И он был там. Черт побери всех лживых, лукавых, скромных, мягких и приводящих в ярость привратников ада – он был там!

«В конце концов, от Паттердейла до Лейквью довольно значительное расстояние, не так ли, по крайней мере для молодой девушки, путешествующей в одиночестве?» – повторил он нараспев слова Билли Бэлкема, посмотрев на едва разборчивую надпись, сделанную миссис Билль: «Ферма Хиллтоп, Паттердейл».

– Я извращенец? А она – тонко воспитанный ребенок? Как я мог быть так слеп? – с криком, заставившим Бэка свалиться с кровати и устремиться по коридору к своему другу, Флетчер поднял кулак и поклялся:

– Я убью это отродье!

Глава 7

Утро было удивительно ярким, как будто нарочно хотело посмеяться над мрачным, полным отчаяния настроением Розали. Вскоре появился Хедж, подскакивая и напевая себе под нос, – верный знак того, что уже наведался в хранилище с бренди. Определенно, день обещал быть для Розали долгим.

– Раскрой глаза, бездельник. – Хедж больно пнул ногой Розали, свернувшуюся калачиком на ворохе соломы и пытавшуюся казаться спящей. – У тебя есть лошади, о которых надо позаботиться.

Розали взвыла и села, схватившись за пострадавшую от тычка Хеджа голень:

– Тебя опять переполняет человеческая доброта, не так ли, Хедж? – проворчала она ему вслед, стараясь не повышать голос, чтобы он не достиг ушей Хеджа.

Глубоко зевнув, она встала, свернула одеяло и провела рукой по своим волосам.

Признаваясь себе, что она готова убить за ванну, Розали отыскала чистую соломинку, чтобы погрызть ее в надежде освежить дыхание.

Она уже оставила всякую надежду когда-нибудь лечь спать на настоящую простынь в настоящей кровати.

Она покорила бы любую вершину ради пары мягких тапочек, чтобы сменить на них тяжелые сапоги, которые натерли жесткие мозоли на ее пятках; переплыла бы любую реку, чтобы сесть за стол и кто-нибудь передал бы ей свежий горячий хлеб и мармелад.

– Я хочу снова быть Розали, – завопила она.

Почти бессонная ночь и невыносимая ноша навалившихся на нее проблем развязали ей язык в самый неподходящий момент.

Голова Хеджа внезапно появилась из-за края стойла.
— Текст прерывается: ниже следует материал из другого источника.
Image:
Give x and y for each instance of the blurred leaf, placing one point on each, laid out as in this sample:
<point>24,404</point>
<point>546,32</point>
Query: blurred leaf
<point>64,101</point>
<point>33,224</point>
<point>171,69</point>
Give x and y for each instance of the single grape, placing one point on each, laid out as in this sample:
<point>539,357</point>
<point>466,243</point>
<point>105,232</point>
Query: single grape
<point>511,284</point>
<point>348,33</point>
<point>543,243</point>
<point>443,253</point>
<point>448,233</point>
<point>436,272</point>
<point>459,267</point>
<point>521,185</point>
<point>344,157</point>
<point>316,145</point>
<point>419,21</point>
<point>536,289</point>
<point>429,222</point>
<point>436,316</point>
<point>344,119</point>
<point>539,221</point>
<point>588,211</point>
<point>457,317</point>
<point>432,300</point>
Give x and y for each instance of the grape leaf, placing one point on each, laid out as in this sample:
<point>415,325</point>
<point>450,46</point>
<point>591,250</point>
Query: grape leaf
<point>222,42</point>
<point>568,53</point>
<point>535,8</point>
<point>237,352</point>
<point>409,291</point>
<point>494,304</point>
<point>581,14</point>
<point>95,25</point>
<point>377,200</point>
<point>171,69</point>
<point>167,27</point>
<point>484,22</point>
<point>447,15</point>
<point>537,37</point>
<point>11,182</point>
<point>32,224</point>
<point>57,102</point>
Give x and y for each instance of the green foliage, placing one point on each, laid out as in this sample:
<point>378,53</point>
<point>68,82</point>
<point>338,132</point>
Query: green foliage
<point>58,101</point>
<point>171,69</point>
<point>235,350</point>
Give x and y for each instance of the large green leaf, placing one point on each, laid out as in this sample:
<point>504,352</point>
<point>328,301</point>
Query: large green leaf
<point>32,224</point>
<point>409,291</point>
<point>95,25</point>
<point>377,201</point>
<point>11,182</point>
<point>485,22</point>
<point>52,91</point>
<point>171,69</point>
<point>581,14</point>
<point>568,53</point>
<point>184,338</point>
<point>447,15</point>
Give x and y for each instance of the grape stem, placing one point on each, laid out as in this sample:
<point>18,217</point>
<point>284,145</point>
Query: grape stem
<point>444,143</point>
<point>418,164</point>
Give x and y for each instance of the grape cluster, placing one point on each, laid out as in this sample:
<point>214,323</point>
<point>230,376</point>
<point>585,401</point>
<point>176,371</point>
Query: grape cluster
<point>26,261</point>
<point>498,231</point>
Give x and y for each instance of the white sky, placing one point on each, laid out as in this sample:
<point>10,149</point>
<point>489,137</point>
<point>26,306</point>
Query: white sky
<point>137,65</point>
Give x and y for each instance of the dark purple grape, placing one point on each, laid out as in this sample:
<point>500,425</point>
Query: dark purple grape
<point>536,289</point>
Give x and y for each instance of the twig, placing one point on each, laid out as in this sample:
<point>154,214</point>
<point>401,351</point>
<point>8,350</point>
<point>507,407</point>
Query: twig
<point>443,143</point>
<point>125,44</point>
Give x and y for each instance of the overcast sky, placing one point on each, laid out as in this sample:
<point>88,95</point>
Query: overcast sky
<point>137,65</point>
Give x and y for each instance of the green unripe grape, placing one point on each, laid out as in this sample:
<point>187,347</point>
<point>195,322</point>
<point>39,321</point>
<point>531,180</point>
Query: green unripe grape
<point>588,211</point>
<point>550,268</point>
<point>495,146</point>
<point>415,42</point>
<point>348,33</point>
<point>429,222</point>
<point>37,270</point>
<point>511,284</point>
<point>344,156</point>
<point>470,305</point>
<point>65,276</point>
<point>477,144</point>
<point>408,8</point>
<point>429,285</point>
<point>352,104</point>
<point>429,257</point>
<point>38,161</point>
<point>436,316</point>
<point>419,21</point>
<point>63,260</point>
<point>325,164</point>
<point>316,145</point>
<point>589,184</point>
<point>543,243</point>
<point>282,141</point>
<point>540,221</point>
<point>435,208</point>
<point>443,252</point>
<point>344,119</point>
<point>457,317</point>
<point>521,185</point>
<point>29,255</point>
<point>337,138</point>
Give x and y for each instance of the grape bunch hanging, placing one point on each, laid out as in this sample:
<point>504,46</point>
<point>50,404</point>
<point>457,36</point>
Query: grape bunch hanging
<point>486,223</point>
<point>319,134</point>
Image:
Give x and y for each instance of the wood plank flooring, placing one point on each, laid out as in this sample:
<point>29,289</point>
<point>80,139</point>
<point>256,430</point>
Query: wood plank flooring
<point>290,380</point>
Его большие уши затрепетали, как от порыва ветра.

– Кем, сказал ты? – спросил он своим самым пронзительным голосом. – Ты хочешь снова быть – кем?

Розали пнула бы себя ногой, если бы этот трюк был доступен человеческому существу. А так как это было невозможно и она не намеревалась предлагать сделать это Хеджу, Розали нашла свое убежище в наглом вранье.

– Что за чушь ты несешь? Я ничего не говорил, – вызывающе выругалась она. – Теперь ты пьешь круглые сутки, а не с утра до вечера, как раньше? Не говори мне, что ты стал слышать странные голоса. – Она покачала головой со скорбным выражением лица: – Ш-ш, это плохой знак.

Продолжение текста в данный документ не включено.